Hankyung thinks that if this were a drama, he would help her to be brave. He would help her, and then he would take Donghae and find Kibum, and shake them both for not learning that people don’t last forever, and he would go drinking with Kangin and eat with Ryeowook and cry with Eeteuk and hug Henry.
And he thinks that if he were braver, he would get in a car and never look back.
“Oh god,” Heechul gushes, “I love her so much,” he leans forward, gaze glued to the television screen, legs slung across Hankyung, bottle of cheap soju dangling from one hand and a lit cigarette smoking lazily from the other.
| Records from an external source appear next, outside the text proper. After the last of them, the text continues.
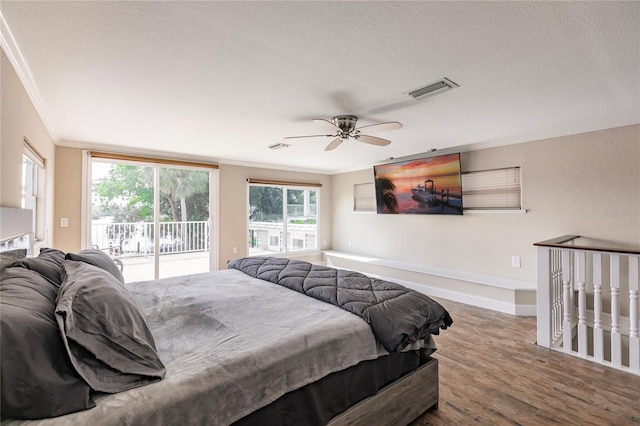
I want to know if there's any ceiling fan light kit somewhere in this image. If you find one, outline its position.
[285,115,402,151]
[409,77,460,101]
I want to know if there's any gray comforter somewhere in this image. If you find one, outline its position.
[228,257,453,352]
[2,270,388,426]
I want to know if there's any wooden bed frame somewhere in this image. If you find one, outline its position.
[327,358,439,426]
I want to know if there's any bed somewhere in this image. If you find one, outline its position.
[0,249,452,426]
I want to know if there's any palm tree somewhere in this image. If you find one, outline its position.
[376,176,398,213]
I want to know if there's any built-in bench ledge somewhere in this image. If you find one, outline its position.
[322,250,536,316]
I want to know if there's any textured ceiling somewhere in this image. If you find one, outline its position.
[1,0,640,173]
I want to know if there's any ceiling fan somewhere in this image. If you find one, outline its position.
[285,115,402,151]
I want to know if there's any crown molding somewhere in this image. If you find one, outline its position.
[0,10,58,143]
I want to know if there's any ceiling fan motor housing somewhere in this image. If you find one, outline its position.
[331,115,358,134]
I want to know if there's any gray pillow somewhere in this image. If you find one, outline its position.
[66,249,124,284]
[11,248,64,287]
[56,260,165,393]
[0,249,27,272]
[0,268,95,419]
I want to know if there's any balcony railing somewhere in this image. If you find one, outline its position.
[536,235,640,375]
[91,221,209,256]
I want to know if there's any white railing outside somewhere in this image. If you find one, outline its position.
[91,221,209,256]
[536,235,640,375]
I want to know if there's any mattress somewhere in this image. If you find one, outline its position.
[2,270,388,426]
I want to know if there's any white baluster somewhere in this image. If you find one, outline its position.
[593,253,604,363]
[536,247,554,348]
[629,256,640,374]
[553,249,563,341]
[609,254,622,367]
[562,250,573,352]
[576,251,587,358]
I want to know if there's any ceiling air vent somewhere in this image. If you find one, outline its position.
[409,78,460,100]
[267,143,291,151]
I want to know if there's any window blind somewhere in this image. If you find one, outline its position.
[89,151,219,169]
[462,167,522,210]
[353,182,376,212]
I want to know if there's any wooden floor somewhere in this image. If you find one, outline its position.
[411,300,640,426]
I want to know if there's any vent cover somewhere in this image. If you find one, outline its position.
[267,143,291,150]
[409,77,460,100]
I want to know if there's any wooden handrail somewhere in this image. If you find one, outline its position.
[533,235,640,254]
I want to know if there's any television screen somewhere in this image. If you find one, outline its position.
[373,153,462,215]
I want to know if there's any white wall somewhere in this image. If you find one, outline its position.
[332,125,640,281]
[0,51,55,245]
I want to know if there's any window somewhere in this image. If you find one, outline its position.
[353,182,376,212]
[84,151,218,282]
[22,139,46,239]
[248,179,320,255]
[462,167,522,210]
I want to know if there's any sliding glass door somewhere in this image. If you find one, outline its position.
[88,158,217,282]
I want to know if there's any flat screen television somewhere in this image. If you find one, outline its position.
[373,153,462,215]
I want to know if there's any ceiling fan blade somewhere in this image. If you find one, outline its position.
[356,121,402,132]
[284,135,335,139]
[313,118,342,132]
[356,135,391,146]
[324,138,342,151]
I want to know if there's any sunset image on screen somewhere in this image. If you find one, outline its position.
[374,154,462,215]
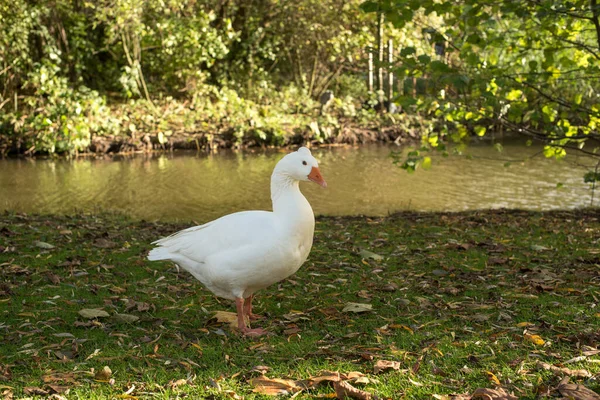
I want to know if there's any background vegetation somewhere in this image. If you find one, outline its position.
[0,0,600,174]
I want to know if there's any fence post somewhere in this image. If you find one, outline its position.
[377,12,383,107]
[388,39,394,112]
[368,47,373,93]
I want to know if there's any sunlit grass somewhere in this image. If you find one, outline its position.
[0,210,600,399]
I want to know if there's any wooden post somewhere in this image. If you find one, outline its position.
[368,47,373,93]
[377,12,383,108]
[388,39,394,112]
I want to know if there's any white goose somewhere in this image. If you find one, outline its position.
[148,147,327,336]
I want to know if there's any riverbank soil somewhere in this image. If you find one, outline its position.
[0,209,600,399]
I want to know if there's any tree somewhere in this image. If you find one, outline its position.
[361,0,600,179]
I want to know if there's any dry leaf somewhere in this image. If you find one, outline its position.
[167,379,188,388]
[485,371,500,386]
[250,365,271,375]
[23,386,49,396]
[34,240,54,250]
[342,303,373,313]
[79,308,110,319]
[250,376,302,396]
[333,381,376,400]
[111,314,140,324]
[94,365,112,381]
[537,361,592,378]
[471,388,519,400]
[360,249,383,261]
[373,360,400,374]
[94,238,117,249]
[306,371,346,388]
[558,383,600,400]
[523,333,546,346]
[213,311,243,329]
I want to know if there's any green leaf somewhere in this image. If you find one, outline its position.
[355,1,379,13]
[421,157,431,170]
[506,89,523,101]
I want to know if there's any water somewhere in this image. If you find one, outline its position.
[0,143,593,222]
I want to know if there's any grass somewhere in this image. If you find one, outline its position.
[0,209,600,399]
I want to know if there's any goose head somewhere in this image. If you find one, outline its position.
[274,147,327,187]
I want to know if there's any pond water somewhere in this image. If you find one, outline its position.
[0,142,597,222]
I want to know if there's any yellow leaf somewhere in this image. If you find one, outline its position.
[524,333,546,346]
[390,324,415,335]
[213,311,248,329]
[250,376,302,396]
[485,371,500,386]
[517,322,533,328]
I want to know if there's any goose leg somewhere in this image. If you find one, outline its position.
[235,297,267,336]
[244,295,262,321]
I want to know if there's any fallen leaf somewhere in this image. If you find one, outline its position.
[35,240,55,250]
[360,249,383,261]
[485,371,500,386]
[431,269,448,276]
[471,388,519,400]
[531,244,550,251]
[536,361,592,378]
[94,238,117,249]
[53,332,75,338]
[23,386,49,396]
[558,383,600,400]
[250,365,271,375]
[306,371,346,388]
[79,308,110,319]
[373,360,400,374]
[523,333,546,346]
[342,303,373,313]
[167,379,188,388]
[333,381,374,400]
[111,314,140,324]
[94,365,112,381]
[42,372,76,383]
[250,376,302,396]
[213,311,243,329]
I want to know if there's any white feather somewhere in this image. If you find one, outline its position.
[148,148,318,300]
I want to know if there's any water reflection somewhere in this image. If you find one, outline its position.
[0,143,591,222]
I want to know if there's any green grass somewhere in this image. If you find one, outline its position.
[0,210,600,399]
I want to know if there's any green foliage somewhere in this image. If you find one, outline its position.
[362,0,600,167]
[0,0,384,153]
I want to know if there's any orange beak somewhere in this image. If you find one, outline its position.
[308,167,327,187]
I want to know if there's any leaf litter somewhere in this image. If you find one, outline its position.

“Oh?” asks Hankyung idly, leaning his head against Heechul’s shoulder, reaching one hand around past Heechul’s neck to snuff out his own cigarette on the end table’s ashtray, sliding his fingers through Heechul’s hair on the way back. “And who is it this time?”
Heechul shrugs, taking another swig from the bottle before offering it to Hankyung. “I don’t know, the girl in this commercial, but fuck, she is so hot hot,” he half sings the last two words in a breathy whisper, biting off the final syllables.
Hankyung smiles against the lip of the bottle, warm from Heechul’s mouth and hard against his teeth, swallows down the burn, comforting in its familiarity. “You fall in love so easily,” he murmurs, teasing, tilting his head down to steal a drag from
Heechul’s cigarette.
“I fall in love so easily,” Heechul agrees, tilting his fingers away from Hankyung’s mouth to his own, breathing in deeply. His face glows in the ebb of the embers and is shadowed in the gloom of the television. He exhales slowly, tilting his head upwards, one smooth exhale. Hankyung takes his gaze off Heechul to watch the wisps reach for the ceiling, dissipating in loose curls. “I could fall in love with you.”
The times that Hankyung thought he could have fallen in love with Heechul, Heechul wasn’t being witty or artistic or expressive or cutting. He wasn’t whispering or shouting or shrieking or performing. It was the brush of his fingers on Hankyung’s wrist and the sweep of his bangs behind his ear, the curve of his smile and the dreams in his eyes.